Held in Rapid City, South Dakota, WILD12 became one of the largest international conservation congresses ever hosted by Indigenous Peoples, with Indigenous knowledge, leadership, and perspective placed at its center rather than its margins. The Congress convened in He Sápa, the Black Hills, sacred territory of the Lakota Nation, at the invitation of the Sicangu Lakota Treaty Council, whose call brought participants together to reimagine wilderness through the lens of traditional cultural knowledge and to explore the relationships that bind people, place, culture, and the living world.

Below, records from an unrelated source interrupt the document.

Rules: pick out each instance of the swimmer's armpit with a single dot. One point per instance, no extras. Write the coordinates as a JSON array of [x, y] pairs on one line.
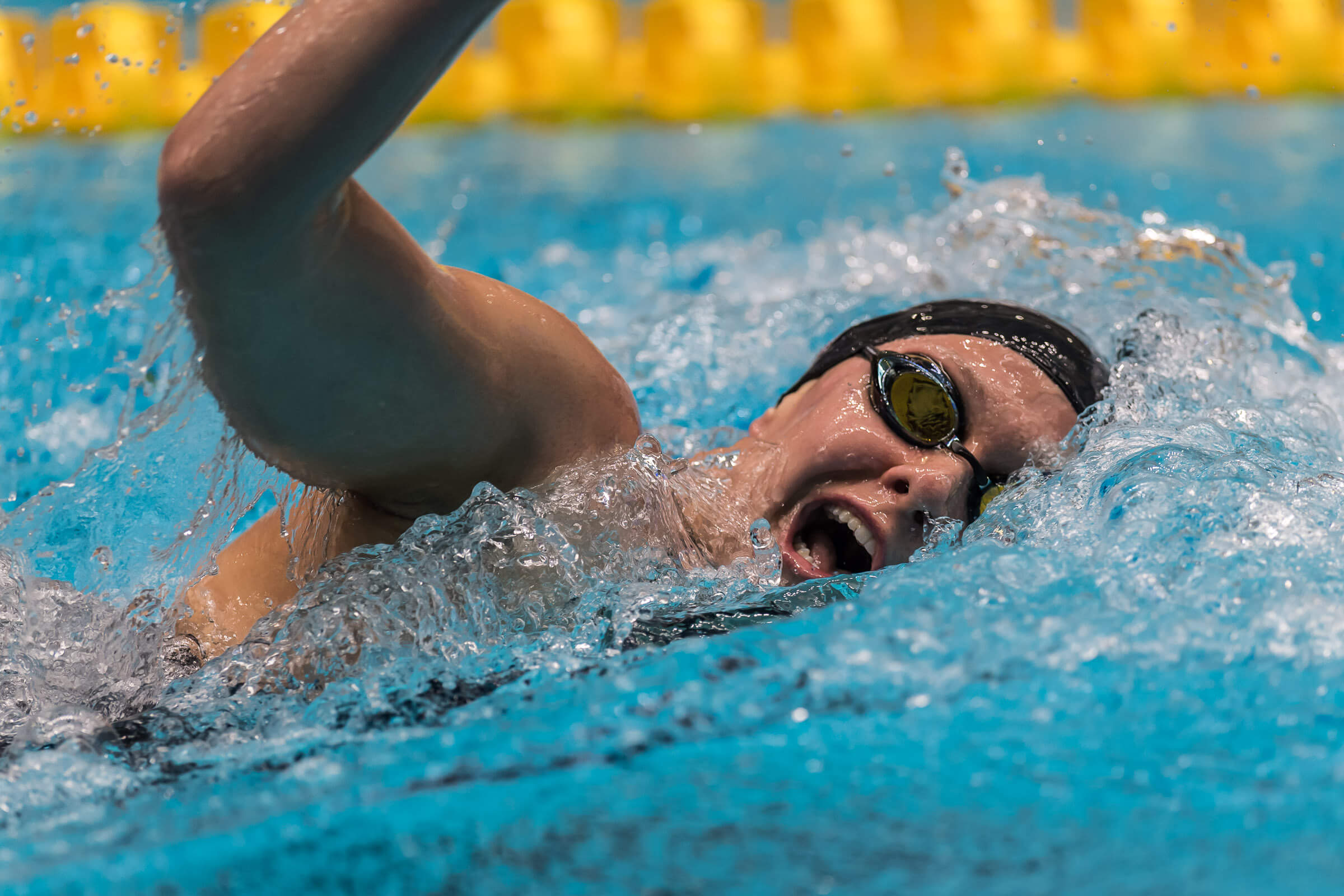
[[338, 348]]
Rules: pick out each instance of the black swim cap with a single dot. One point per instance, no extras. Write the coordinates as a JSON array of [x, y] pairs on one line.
[[1058, 351]]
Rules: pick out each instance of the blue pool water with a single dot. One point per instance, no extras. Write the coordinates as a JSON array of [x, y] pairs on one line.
[[1127, 678]]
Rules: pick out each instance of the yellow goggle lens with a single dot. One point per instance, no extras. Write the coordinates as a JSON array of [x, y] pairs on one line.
[[924, 408], [990, 494]]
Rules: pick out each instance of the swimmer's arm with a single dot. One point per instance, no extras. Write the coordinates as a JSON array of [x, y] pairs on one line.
[[338, 348]]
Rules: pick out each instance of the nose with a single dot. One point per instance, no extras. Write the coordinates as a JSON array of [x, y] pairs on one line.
[[931, 486]]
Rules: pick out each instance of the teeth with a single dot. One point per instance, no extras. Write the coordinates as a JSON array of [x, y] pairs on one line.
[[861, 533]]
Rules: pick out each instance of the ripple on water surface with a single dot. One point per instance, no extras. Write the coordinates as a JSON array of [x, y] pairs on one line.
[[1124, 678]]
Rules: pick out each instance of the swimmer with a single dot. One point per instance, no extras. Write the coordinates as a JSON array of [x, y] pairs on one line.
[[347, 358]]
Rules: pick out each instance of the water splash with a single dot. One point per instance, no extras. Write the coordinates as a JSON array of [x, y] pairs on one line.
[[1147, 640]]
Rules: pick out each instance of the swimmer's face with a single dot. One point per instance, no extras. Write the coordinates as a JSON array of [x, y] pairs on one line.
[[844, 493]]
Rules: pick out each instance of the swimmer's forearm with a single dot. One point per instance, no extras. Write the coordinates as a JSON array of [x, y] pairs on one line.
[[287, 125]]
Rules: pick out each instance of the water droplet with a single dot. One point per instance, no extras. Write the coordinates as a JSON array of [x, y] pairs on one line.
[[763, 540]]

The newly released proceedings preserve and extend that dialogue. Inside, you’ll find 24 peer-reviewed papers organized around four themes:
- Indigenous Perspectives and Global Stewardship
- Rewilding, Values, Meanings, and Relevance of Wilderness
- Methods and Approaches for Managing Social and Ecological Systems
- Collaboration, Partnership, and Community Conservation
Together, the papers move from Tribal wilderness stewardship and the cultural meaning of wild places to rewilding, landscape connectivity, community partnerships, and the management of interconnected social and ecological systems. The volume also includes the 12 resolutions adopted at WILD12, the Congress’s formal commitments for what comes next.
No single publication can hold everything that happened at the Global Gathering — every story, every exchange, every teaching shared in the room. What these proceedings offer instead is a partial record, deliberately built to travel: to scholars, practitioners, community leaders, and wilderness advocates who weren’t in Rapid City but need what was said there just the same.
The Aldo Leopold Wilderness Research Institute, the WILD Foundation, and the Wildland Research Institute at the University of Leeds collaborated to compile, publish, and distribute this volume. Our thanks go to the authors, knowledge holders, organizers, reviewers, and participants who made both the gathering and this publication possible, and to the WILD Foundation’s Adam Hanson, WILD12 Deputy Executive Organizer, for his leadership in coordinating the symposium.
More than anything, we hope these proceedings carry forward what made WILD12 distinct: the central role of Indigenous leadership, and an invitation to understand wilderness not simply as a place, but as a web of relationships, responsibilities, and ways of knowing.